Born in London, Idris Elba is working to make a name in the American film industry. Elba co-stars in “The Reaping,” an action-packed thriller revolving around occurrences believed to be linked to the 10 Biblical Plagues. In “The Reaping,” he plays Ben, a man who spends his life looking for scientific proof that God exists.
A music aficionado, the actor wants to launch a career under his DJ name, “Big Driis the Londoner.” Elbis is best known for his role as Russell ‘Stringer’ Bell on the television series “The Wire” and for films “The Gospel” and “Tyler Perry’s Daddy’s Little Girls.”
TTN: This year has been a big year for you. What kind of affect do you think this will give you in the future for your acting career?
IE: The personal affect on me is that my personal life now becomes smaller. I experienced that when I was on “The Wire,” and that was honestly the weirdest experience of my life. So business-wise I think it’s a good thing, it opens up more opportunities for me to do different films, different characters, and show what I’ve got to offer. I’m excited about the prospects for a film career.
TTN: How do you find time to develop your music career?
IE: It’s really careful scheduling.
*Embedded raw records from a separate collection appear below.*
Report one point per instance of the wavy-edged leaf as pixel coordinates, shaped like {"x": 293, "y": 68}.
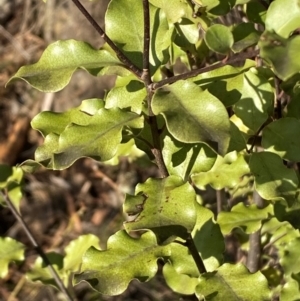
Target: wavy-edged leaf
{"x": 273, "y": 180}
{"x": 184, "y": 159}
{"x": 280, "y": 53}
{"x": 165, "y": 206}
{"x": 257, "y": 100}
{"x": 129, "y": 33}
{"x": 226, "y": 172}
{"x": 245, "y": 35}
{"x": 248, "y": 218}
{"x": 234, "y": 283}
{"x": 279, "y": 137}
{"x": 208, "y": 239}
{"x": 283, "y": 17}
{"x": 98, "y": 139}
{"x": 126, "y": 258}
{"x": 10, "y": 250}
{"x": 219, "y": 38}
{"x": 193, "y": 115}
{"x": 59, "y": 61}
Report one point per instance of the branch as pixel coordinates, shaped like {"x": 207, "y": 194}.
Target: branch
{"x": 123, "y": 58}
{"x": 237, "y": 58}
{"x": 38, "y": 249}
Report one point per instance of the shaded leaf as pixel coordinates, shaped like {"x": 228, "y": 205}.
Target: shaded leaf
{"x": 248, "y": 218}
{"x": 10, "y": 250}
{"x": 234, "y": 283}
{"x": 59, "y": 61}
{"x": 279, "y": 137}
{"x": 126, "y": 258}
{"x": 193, "y": 115}
{"x": 165, "y": 206}
{"x": 273, "y": 180}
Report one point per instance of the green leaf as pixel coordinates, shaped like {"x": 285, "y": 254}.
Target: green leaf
{"x": 234, "y": 283}
{"x": 75, "y": 250}
{"x": 257, "y": 100}
{"x": 245, "y": 35}
{"x": 125, "y": 259}
{"x": 283, "y": 19}
{"x": 219, "y": 38}
{"x": 290, "y": 260}
{"x": 280, "y": 53}
{"x": 226, "y": 172}
{"x": 290, "y": 290}
{"x": 184, "y": 159}
{"x": 131, "y": 96}
{"x": 273, "y": 180}
{"x": 40, "y": 271}
{"x": 178, "y": 282}
{"x": 248, "y": 218}
{"x": 165, "y": 206}
{"x": 193, "y": 115}
{"x": 10, "y": 250}
{"x": 98, "y": 139}
{"x": 208, "y": 239}
{"x": 58, "y": 63}
{"x": 279, "y": 138}
{"x": 128, "y": 33}
{"x": 225, "y": 83}
{"x": 256, "y": 12}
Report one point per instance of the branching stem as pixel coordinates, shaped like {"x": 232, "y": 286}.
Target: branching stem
{"x": 36, "y": 246}
{"x": 122, "y": 57}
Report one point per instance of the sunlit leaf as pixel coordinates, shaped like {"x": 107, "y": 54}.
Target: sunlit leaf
{"x": 273, "y": 180}
{"x": 193, "y": 115}
{"x": 165, "y": 206}
{"x": 10, "y": 250}
{"x": 126, "y": 258}
{"x": 59, "y": 61}
{"x": 249, "y": 218}
{"x": 234, "y": 283}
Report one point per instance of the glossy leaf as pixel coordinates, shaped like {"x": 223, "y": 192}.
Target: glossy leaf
{"x": 282, "y": 20}
{"x": 59, "y": 61}
{"x": 279, "y": 137}
{"x": 219, "y": 38}
{"x": 185, "y": 159}
{"x": 226, "y": 172}
{"x": 249, "y": 218}
{"x": 165, "y": 206}
{"x": 128, "y": 34}
{"x": 10, "y": 250}
{"x": 244, "y": 35}
{"x": 234, "y": 283}
{"x": 273, "y": 180}
{"x": 208, "y": 239}
{"x": 126, "y": 258}
{"x": 257, "y": 100}
{"x": 192, "y": 115}
{"x": 98, "y": 139}
{"x": 280, "y": 53}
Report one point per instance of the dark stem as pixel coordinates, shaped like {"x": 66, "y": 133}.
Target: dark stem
{"x": 196, "y": 256}
{"x": 36, "y": 246}
{"x": 254, "y": 254}
{"x": 237, "y": 58}
{"x": 123, "y": 58}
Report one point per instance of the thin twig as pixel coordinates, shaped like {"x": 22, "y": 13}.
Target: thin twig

Music is often times done in confined space and time, so I want to lock out three weeks of studio time and do what I’ve got to do there, and then come back and do what I need here. But it takes planning and a good team of people around me to get it right.
TTN: What music are you listening to right now?
IE: Amy Winehouse, an English artist with an old school jazz voice.
TTN: How is it acting in a film that lacks the realism that “The Wire” had?
IE: The challenge is trying to keep the realism in whatever I’m doing. Supernatural elements— you’re asking the audience to suspend their belief. So it was a challenge for me to keep the realism that I bring to films to a film like “The Reaping.” Trying to bring that realism is a challenge and I really enjoy that.
TTN: Talk a little about the experience of filming in and around Baton Rouge, LA during the hurricane.
IE: Well it was very interesting, and a deep experience for all of us. The movie was on hiatus for four weeks or so while the rescue operation was in place, and then we came back to Baton Rouge and finished our film. I just remember coming back to Baton Rouge and it changed the way the whole crew and the actors approached the work. We were on a film about the acts of God and here we were in the middle of one. It challenges the way you view the work, in a good way. It affects you.
TTN: Do you think this will be a challenging film for audiences to accept?
IE: I think audiences were going with skepticism, because this is something we all know and it is in the Bible. I think audiences will be challenged because I guess we want to be entertained by the movies but here we are being entertained by something from the scripture. Skeptics and believers will be in the audience.
TTN: Do you find that the way American and British actors work is different?
IE: English actors tend to be really in tune with what their characters are doing and how it relates. Americans have a real great technical hold on what their characters are doing. I’ve learned how to read a script differently in America.
TTN: You have a kind of reputation in pop entertainment for playing religious characters. Do you come from a religious background?
IE: It happens to be coincidental that the characters are sort of faith based. Personally I am more spiritual than religion, so it wasn’t my religion that drove me to these characters. In “The Gospel” I was a minister, in “[Terry Perry’s] Daddy’s Little Girls” I play a man who goes to church, and this character, this is a scientist who is a very religious Christian and wants to prove that God exists by his science. Though there are similarities, I am eager to say that I’m not sort of playing those roles by choice, and I’m not particularly religious.